Chatterjee’s research utilized four separate studies that presented participants the opportunity to earn money across tasks and spend it on different products. The four studies collectively indicated a higher rate of saving among individuals who maintain one account versus those who have multiple accounts.
“Basically, people look for an excuse to spend, and vague information facilitates this,” Chatterjee said. “And having multiple accounts provides just enough vagueness to do the trick.”
Of course, there are some individuals who are quite comfortable with their multiple accounts and would find it difficult or inconvenient to consolidate money into a single account. But even those individuals could benefit from Chatterjee’s findings.
“If you’re really opposed to consolidating, you can at least try to reduce the vagueness of having money across multiple accounts by utilizing software and services that provide a consolidated view of all of your accounts in one place,” Chatterjee said. “This type of aggregate reporting could help reduce vagueness and enhance savings. But the take-home message remains: Consolidating multiple accounts into one account will help encourage you to save your hard-earned money.”
Conservative when crowded? Crowds affect consumer behavior
Heading to the mall on Black Friday for new shoes? Dropping by Home Depot tonight? Or grabbing a burger at the McDonald’s drive-thru window?
These three scenarios would obviously entail different levels of crowds, ranging from big crowds at the mall to no crowds at the drive-thru. And according to a KU researcher, that difference in crowd size can lead to dramatically different purchasing behavior by consumers.
Research by Ahreum Maeng, an assistant professor in the School of Business, finds that socially crowded environments lead consumers to be more conservative. Specifically, Maeng finds that consumers in crowded settings prefer safety-oriented options and are more receptive to prevention-framed messages than promotional messages — for example, preferring a toothpaste offering cavity protection over a toothpaste promising a whiter smile. Maeng also finds consumers in crowded settings are less willing to make risky investments.

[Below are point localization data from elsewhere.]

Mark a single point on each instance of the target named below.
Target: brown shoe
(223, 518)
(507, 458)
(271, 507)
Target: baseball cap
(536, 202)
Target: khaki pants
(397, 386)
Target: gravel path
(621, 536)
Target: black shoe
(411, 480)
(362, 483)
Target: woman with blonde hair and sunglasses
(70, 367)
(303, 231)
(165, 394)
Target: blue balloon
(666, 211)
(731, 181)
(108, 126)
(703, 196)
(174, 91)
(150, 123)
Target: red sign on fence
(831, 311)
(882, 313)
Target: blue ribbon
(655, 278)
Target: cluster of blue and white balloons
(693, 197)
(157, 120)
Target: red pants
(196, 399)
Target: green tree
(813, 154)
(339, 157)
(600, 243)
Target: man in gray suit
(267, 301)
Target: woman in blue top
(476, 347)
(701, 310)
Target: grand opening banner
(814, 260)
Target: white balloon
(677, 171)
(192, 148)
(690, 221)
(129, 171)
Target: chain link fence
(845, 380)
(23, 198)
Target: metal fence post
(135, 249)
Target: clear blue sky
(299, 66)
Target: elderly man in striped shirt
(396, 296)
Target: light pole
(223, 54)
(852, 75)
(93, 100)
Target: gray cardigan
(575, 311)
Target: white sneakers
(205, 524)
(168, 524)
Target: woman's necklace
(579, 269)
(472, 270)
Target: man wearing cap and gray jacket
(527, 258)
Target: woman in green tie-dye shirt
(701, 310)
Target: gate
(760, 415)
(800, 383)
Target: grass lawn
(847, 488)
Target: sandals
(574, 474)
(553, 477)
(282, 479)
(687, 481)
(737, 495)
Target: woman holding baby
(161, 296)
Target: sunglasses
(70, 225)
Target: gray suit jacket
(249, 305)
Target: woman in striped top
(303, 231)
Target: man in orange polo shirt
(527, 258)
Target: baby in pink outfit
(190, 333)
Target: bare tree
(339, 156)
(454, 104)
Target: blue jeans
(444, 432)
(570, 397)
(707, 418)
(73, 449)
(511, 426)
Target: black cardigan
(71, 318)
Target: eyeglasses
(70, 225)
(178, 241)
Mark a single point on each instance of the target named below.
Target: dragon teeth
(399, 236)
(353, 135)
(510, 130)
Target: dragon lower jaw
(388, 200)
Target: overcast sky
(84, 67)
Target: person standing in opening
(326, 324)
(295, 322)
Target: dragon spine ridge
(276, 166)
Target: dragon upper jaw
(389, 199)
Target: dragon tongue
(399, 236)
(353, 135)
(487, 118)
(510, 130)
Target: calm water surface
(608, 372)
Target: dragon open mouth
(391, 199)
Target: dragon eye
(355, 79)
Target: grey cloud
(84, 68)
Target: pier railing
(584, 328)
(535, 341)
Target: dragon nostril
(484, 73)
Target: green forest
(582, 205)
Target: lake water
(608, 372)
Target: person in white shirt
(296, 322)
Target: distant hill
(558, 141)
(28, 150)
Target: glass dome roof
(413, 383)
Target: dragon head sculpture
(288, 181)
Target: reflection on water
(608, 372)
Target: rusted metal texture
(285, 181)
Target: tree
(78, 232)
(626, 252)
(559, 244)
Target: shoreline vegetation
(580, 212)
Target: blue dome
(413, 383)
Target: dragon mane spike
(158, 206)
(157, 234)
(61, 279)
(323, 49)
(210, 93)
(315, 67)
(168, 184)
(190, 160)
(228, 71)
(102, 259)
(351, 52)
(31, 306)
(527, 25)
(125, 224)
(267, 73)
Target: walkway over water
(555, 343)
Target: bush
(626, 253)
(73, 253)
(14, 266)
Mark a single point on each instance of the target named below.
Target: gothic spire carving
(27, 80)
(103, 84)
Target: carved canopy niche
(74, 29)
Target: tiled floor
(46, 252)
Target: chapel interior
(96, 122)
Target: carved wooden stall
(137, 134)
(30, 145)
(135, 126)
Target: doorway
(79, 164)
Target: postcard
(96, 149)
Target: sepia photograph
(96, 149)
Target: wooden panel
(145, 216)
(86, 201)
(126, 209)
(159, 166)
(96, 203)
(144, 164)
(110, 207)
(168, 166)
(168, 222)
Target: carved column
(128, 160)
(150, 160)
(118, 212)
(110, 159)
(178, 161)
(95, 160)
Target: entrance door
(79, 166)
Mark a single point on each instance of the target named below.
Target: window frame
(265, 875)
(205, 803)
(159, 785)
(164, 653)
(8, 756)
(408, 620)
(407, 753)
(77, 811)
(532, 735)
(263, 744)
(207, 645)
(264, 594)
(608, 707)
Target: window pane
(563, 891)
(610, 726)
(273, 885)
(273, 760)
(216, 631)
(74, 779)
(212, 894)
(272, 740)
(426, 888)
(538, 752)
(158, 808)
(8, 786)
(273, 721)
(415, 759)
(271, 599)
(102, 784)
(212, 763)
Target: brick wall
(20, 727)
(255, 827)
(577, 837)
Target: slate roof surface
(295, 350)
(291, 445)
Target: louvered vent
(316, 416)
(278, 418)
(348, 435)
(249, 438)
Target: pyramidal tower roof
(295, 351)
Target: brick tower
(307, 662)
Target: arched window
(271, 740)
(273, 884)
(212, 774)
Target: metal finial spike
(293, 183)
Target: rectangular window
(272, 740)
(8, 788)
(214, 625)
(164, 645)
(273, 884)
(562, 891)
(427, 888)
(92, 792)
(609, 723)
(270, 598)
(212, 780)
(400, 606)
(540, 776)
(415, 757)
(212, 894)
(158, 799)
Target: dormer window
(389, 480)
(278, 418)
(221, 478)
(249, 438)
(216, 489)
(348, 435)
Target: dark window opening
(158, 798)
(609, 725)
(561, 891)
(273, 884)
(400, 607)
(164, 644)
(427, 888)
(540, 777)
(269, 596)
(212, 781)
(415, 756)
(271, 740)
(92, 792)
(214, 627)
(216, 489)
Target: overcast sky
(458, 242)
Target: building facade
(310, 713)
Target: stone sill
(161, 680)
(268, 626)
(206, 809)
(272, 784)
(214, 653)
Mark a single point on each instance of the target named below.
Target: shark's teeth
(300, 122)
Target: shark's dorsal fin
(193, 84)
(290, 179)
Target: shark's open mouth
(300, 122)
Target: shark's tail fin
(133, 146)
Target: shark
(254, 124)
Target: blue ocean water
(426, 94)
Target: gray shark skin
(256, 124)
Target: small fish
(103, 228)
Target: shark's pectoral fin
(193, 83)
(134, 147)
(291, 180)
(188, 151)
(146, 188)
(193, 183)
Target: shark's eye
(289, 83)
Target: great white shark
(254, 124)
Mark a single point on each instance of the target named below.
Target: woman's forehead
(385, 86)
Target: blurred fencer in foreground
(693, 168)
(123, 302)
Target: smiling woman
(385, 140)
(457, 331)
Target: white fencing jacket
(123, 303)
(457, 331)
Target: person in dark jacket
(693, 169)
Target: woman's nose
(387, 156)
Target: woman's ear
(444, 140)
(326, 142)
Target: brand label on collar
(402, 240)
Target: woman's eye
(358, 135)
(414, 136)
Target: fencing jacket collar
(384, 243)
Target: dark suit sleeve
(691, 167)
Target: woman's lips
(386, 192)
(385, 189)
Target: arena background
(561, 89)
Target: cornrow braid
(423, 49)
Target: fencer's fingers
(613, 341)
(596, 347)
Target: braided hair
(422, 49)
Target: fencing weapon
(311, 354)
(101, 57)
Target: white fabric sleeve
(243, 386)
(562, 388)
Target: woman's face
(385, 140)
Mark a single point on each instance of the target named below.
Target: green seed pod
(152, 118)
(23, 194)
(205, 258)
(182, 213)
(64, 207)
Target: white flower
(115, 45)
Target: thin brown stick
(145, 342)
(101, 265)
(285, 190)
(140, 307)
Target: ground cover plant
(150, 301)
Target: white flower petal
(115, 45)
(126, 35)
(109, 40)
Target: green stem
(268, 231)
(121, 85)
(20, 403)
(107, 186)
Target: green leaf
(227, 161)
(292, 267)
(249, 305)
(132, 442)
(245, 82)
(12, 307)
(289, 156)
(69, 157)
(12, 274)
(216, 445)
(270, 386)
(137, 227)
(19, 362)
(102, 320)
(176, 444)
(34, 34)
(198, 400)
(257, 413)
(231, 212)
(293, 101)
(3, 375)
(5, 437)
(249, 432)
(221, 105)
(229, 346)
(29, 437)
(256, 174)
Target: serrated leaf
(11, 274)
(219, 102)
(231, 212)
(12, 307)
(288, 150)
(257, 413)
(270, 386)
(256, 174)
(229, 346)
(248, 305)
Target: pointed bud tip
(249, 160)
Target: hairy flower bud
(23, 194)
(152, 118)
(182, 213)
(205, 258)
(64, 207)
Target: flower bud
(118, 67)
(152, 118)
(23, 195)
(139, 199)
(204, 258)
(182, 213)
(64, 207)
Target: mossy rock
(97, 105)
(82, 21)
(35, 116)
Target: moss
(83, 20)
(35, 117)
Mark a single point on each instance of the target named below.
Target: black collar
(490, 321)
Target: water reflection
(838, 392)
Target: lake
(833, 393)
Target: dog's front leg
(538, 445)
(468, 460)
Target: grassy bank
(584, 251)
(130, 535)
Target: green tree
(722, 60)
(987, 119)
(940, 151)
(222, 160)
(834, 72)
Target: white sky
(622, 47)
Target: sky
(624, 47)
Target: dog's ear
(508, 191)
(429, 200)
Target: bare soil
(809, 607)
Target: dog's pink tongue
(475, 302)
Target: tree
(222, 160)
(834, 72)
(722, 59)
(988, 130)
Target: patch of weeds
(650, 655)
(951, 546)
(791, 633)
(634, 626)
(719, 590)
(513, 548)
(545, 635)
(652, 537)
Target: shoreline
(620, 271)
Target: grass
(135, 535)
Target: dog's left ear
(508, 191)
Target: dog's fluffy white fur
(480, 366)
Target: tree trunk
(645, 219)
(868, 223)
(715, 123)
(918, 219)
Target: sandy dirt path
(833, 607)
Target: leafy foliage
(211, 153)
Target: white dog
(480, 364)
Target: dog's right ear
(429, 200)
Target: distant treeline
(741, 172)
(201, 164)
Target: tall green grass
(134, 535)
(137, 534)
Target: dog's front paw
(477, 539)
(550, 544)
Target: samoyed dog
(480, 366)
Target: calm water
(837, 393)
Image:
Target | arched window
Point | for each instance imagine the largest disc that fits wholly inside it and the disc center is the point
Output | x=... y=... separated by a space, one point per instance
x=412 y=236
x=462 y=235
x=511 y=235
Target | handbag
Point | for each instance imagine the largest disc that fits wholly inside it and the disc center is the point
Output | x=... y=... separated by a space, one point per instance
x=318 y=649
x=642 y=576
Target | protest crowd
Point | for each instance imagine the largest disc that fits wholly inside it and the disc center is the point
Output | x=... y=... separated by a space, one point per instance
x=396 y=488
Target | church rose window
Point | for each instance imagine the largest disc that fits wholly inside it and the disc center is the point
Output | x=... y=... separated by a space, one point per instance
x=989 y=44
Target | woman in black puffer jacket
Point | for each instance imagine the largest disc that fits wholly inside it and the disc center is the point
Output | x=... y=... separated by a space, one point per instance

“Consumers in crowded environments get conservative and safety-focused,” Maeng said. “We believe this is because people in socially crowded settings activate an avoidance system that results in a more prevention-focused mindset. This, in turn, makes socially crowded individuals more likely to choose options that provide prevention-focused benefits.”
Maeng’s research comprises six experiments that collectively exposed participants to crowded or uncrowded settings, then had them complete tasks or indicate preferences for messages, products and behaviors. Collectively, the experiments demonstrated that individuals in crowded settings were more conservative and less willing to gamble.
Maeng’s research could have important implications for consumers who could use the information to better plan the time and location of their shopping in an effort to better control their decisions.Of course, perhaps the most obvious beneficiary of Maeng’s research would be store managers and retail marketers, who could use her findings to drive decisions on product placement, marketing and advertising.
“For example, our findings indicate a store would benefit by selling and marketing products differently on a crowded Black Friday versus a Tuesday morning in August,” Maeng said. “And even within the same day, stores might consider changing their signage or product placement to account for different levels of crowding.”